Except for once. On a late winter afternoon, I was taking my coat from the locker and getting ready to head home. Four of the biggest, scariest girls in the school came over and backed me up against the wall. They stared at me intently and I was so frightened  I wanted to melt into a puddle like the witch of the west. ”Is it true you’re Jewish?” one of them asked. I pulled myself together, looked her straight in the eye and… lied. “I’m Methodist!” I declared proudly. They took my word for it and let me go. I ran to catch the school bus as it left the parking lot.

 

When my stop came I climbed off and spent the evening in a deep state of shame. I couldn’t even tell my mother. I was so disappointed in myself. Why wasn’t I braver, why didn’t I do the noble thing and proudly admit that, yes, I am Jewish and be willing to take the consequences, no matter what?
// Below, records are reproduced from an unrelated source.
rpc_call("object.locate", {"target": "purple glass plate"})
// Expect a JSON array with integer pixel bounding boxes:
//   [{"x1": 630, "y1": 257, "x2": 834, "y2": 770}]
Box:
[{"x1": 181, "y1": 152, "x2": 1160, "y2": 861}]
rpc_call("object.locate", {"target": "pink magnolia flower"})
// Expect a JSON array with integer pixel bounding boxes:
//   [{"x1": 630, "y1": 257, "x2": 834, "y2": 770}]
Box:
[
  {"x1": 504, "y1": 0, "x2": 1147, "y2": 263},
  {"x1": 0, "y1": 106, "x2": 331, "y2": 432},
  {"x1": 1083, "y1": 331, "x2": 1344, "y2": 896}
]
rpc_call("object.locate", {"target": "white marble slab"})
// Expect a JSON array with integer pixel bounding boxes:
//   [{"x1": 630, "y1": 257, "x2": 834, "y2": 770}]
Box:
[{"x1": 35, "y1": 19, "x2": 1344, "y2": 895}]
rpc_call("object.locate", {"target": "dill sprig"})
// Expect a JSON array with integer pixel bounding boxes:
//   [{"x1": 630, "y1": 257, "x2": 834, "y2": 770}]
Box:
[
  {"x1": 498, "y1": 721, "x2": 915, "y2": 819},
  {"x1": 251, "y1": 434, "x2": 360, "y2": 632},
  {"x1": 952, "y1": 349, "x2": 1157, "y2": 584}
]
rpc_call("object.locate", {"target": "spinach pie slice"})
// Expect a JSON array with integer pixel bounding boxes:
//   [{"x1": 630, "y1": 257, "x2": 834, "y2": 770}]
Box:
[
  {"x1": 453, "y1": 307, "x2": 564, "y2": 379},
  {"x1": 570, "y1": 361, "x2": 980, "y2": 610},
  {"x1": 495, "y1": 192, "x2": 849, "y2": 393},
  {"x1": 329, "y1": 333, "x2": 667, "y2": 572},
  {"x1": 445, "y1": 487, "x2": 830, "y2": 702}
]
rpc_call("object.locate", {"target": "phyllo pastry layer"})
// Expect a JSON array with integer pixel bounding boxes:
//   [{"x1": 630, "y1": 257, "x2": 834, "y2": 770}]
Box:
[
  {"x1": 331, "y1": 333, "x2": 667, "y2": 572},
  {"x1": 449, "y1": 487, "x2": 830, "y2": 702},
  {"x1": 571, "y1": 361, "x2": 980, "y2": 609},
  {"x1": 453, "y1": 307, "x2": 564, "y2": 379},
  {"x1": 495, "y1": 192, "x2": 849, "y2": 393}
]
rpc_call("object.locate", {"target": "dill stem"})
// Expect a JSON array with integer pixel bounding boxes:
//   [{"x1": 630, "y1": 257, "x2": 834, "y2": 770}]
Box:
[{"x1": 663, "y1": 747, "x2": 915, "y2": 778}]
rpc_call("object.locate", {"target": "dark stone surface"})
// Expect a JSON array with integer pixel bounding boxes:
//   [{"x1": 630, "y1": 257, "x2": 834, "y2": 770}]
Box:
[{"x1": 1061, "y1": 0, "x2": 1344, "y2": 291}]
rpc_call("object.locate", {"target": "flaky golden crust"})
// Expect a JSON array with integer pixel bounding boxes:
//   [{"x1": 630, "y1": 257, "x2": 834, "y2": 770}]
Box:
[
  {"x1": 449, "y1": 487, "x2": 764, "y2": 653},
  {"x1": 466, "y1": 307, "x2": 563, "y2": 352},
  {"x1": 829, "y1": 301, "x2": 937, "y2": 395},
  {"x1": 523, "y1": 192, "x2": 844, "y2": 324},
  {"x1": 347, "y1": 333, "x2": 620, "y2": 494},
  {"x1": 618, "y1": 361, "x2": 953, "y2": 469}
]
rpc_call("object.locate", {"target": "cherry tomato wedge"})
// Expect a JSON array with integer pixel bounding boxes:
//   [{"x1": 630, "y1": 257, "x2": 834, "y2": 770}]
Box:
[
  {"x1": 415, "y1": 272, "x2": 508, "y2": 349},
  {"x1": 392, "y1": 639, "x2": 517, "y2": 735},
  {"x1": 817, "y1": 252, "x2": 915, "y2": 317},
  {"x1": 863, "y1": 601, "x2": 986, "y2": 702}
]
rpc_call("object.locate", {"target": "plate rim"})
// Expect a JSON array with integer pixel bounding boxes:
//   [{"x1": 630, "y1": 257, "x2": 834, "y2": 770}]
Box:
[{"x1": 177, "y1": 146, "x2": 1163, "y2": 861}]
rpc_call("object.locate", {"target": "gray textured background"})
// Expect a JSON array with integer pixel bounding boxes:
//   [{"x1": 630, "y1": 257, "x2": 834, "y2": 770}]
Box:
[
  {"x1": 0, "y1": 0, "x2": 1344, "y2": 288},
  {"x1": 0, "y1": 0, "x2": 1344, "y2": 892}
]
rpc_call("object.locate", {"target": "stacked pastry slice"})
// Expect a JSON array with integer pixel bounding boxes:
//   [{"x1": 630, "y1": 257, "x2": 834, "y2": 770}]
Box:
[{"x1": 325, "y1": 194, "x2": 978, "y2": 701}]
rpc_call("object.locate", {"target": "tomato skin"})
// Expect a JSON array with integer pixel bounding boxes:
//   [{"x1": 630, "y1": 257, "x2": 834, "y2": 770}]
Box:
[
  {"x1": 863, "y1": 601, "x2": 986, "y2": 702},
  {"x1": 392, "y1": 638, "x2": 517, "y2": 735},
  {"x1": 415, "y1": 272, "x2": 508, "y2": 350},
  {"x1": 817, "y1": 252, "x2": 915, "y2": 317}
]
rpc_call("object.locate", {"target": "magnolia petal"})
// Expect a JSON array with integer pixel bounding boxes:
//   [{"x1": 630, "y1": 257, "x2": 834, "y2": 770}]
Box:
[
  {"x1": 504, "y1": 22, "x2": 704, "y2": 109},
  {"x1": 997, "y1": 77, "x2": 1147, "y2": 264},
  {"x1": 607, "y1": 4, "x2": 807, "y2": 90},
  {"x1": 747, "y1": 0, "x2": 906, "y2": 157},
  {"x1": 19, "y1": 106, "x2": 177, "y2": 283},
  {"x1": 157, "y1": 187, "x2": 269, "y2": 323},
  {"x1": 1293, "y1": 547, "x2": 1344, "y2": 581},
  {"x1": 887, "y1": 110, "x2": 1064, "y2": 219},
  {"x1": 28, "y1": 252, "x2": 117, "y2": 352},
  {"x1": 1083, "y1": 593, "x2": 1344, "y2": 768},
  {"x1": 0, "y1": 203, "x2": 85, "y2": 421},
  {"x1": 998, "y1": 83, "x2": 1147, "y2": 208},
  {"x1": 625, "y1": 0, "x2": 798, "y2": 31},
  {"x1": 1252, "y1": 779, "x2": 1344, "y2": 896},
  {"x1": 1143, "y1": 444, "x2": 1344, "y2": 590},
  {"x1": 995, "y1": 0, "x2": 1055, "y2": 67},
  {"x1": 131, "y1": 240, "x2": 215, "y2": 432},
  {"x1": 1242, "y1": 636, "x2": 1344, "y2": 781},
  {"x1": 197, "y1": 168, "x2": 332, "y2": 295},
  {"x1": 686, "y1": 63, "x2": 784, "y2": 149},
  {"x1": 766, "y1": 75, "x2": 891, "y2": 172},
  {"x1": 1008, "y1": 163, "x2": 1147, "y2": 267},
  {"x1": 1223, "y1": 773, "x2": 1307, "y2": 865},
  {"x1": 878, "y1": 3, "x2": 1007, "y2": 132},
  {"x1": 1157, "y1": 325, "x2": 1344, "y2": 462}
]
I couldn’t even defend myself that I was afraid for my life because I wasn’t convinced those girls would have beaten me up.

 

This turned out to be a defining moment in my life. I began thinking about being Jewish and why people were so proud of it. So proud and so committed that they were even willing to die for it! My willingness to lie made me understand that I didn’t value being Jewish as much as I should have.

 

Years later, during a college break, I traveled to Israel to begin learning about Torah and Judaism. This led to becoming religious, marrying a Torah scholar and raising a large observant family. (My brother also became religious as well as a black-belt in karate!)

 

When I think back to that moment in Scaggsville, Md., when I had a tough choice to make, I can only feel gratitude to the Almighty that my lie ultimately led me to the truth.